Meanwhile, Biden and his team are working to inform people about the economic gains the climate law promises. They’ve also added a consumer outreach official who is tasked with making it easier for the average American to take advantage of the law’s rebates, tax credits and other incentives.

Many of the law’s tax benefits, such as rebates for home improvements and appliance upgrades, won’t be felt until a year from now when Americans file their 2023 returns. Lawmakers, regulators and U.S. allies are still fighting over which electric vehicles should qualify for a $7,500 credit.

Joshua Peck, senior policy adviser on the White House implementation team for the climate law, said it’s not essential for Americans to know the legislation’s name — but they “need to see and feel benefits, and know that they are part of the president’s agenda.”

“Over the next year or two, so many of those accomplishments will be happening on top of each other,” Peck said.

Don’t expect splashy public service announcements or advertising.
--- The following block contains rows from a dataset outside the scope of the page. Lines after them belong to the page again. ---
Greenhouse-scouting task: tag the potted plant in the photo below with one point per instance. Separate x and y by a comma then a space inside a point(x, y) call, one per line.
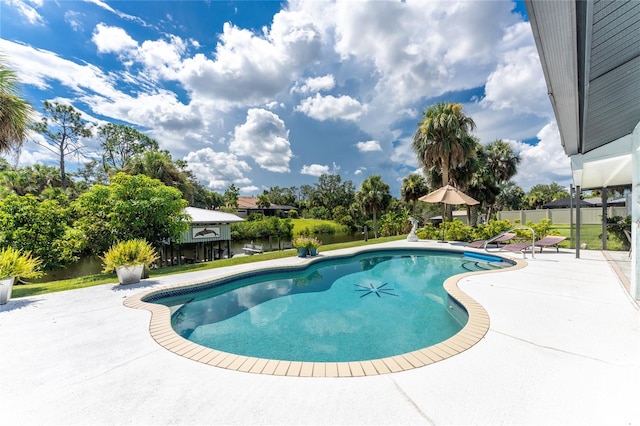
point(129, 259)
point(16, 265)
point(301, 244)
point(312, 245)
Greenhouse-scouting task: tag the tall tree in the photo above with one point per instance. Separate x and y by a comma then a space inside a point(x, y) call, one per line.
point(121, 143)
point(414, 186)
point(443, 140)
point(159, 165)
point(374, 197)
point(15, 112)
point(501, 160)
point(510, 196)
point(263, 202)
point(63, 129)
point(130, 207)
point(40, 226)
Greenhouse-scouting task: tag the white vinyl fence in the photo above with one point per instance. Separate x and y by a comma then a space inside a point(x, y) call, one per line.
point(588, 215)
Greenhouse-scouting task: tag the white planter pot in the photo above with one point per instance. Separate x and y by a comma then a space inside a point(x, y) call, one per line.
point(6, 285)
point(129, 274)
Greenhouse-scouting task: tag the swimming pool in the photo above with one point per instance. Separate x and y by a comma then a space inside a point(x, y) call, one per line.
point(372, 305)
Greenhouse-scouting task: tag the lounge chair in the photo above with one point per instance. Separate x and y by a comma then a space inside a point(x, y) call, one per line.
point(516, 247)
point(550, 241)
point(500, 239)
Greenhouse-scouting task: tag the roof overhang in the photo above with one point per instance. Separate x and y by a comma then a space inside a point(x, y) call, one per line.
point(590, 56)
point(607, 166)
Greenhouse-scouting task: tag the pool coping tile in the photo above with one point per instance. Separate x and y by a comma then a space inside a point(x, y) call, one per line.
point(473, 332)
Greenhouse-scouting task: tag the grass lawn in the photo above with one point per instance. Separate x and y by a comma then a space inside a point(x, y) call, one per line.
point(23, 290)
point(591, 235)
point(300, 225)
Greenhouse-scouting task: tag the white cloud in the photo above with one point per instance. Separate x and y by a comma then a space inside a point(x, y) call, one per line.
point(116, 12)
point(518, 84)
point(317, 84)
point(218, 170)
point(315, 170)
point(29, 12)
point(74, 19)
point(331, 108)
point(112, 39)
point(252, 69)
point(369, 146)
point(264, 137)
point(545, 162)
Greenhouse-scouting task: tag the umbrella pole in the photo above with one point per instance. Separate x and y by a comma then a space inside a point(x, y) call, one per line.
point(444, 220)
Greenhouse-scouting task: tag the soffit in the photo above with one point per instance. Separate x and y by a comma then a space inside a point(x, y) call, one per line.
point(590, 54)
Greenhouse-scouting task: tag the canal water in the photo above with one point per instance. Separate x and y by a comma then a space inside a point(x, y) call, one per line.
point(93, 265)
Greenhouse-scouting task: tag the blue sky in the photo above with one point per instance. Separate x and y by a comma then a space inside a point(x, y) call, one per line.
point(264, 93)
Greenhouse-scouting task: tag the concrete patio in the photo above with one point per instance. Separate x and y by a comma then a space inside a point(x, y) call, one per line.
point(563, 348)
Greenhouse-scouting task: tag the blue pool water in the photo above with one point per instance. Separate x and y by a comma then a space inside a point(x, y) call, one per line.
point(372, 305)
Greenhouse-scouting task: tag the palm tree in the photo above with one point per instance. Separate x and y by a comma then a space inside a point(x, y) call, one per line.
point(502, 160)
point(374, 196)
point(442, 139)
point(263, 202)
point(414, 186)
point(15, 112)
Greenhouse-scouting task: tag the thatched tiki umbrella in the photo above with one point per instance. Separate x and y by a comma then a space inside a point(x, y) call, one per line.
point(448, 195)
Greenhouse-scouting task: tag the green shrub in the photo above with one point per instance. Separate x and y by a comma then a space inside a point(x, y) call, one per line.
point(19, 264)
point(129, 253)
point(458, 231)
point(429, 232)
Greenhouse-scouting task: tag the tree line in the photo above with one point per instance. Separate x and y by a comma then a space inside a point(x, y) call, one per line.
point(132, 189)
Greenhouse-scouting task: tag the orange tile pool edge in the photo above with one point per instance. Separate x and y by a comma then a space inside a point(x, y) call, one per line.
point(475, 329)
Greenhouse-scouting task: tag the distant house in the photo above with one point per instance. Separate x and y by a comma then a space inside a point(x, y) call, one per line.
point(564, 203)
point(208, 238)
point(248, 205)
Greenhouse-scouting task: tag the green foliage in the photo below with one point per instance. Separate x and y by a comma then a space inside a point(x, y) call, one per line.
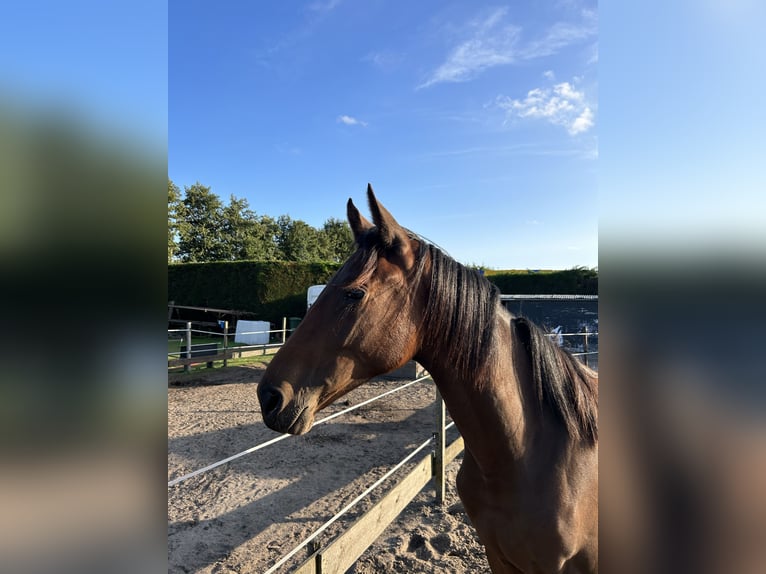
point(576, 281)
point(270, 289)
point(337, 240)
point(175, 214)
point(202, 229)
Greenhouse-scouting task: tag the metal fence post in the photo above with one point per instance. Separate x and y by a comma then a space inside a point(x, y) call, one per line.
point(440, 440)
point(225, 343)
point(187, 366)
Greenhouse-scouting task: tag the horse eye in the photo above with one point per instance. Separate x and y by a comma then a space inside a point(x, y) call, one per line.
point(355, 294)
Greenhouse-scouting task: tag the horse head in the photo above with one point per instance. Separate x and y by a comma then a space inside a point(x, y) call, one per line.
point(365, 323)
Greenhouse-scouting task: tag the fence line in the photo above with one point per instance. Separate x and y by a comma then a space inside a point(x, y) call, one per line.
point(414, 483)
point(346, 508)
point(286, 435)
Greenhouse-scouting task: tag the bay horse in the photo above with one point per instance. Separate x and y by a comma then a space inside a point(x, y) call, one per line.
point(527, 410)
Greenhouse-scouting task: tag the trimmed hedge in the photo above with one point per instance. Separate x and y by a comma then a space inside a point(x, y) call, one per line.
point(274, 289)
point(577, 281)
point(269, 289)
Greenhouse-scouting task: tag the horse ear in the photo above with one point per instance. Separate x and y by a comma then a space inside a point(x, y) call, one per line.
point(359, 225)
point(392, 235)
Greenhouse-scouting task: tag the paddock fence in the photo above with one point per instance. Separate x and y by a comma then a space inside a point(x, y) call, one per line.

Peck and his team are working behind the scenes organizing businesses, trade associations, equipment manufacturers and state energy offices to bring awareness to the opportunities the law affords.

The idea is to spread the word that more energy efficient, cleaner options are available, which begins with educating people like heating and cooling contractors, tradespeople and electric utilities about ways they can inform customers of savings.

The White House’s environmental allies are also looking to help.

“It was just signed into law a matter of months ago. It’s a big, complex law,” said Tiernan Sittenfeld, senior vice president of government affairs with the League of Conservation Voters. “It’s incumbent on all of us to make clear to people all across the country the ways that — not the ins and outs or getting into the weeds of the legislation — but how does it benefit them? How does it save them money on their monthly energy bills? What are the rebates for making their home more efficient or electrifying the homes?”

Of course, that message runs up against Republican warnings that Biden is out to abolish traditional touchstones of Americans’ lives — including gas stoves along with older, inefficient, toilets, dishwashers, showerheads and incandescent light bulbs.

Rewiring America, a nonprofit whose work has been influential within the White House Climate Policy Office, has partnered with Redfin and Airbnb to get the message out to 10 million Americans about the benefits of converting appliances and homes to run off electric power rather than gas — tasks the climate law will make more affordable.

People already are curious: 400,000 people have used a tool on the website of Rewiring America run by a green advocacy group that calculates potential savings from the law. Those visitors all came to the tool by word of mouth and news articles, said Ari Matusiak, CEO of Rewiring America.

“If the policy is effective it is going to be embedded in the transactions that people are making and these electric machines are increasingly going to become the default,” Matusiak said. “That’s the actual goal — that it becomes the kind of no-brainer decision.”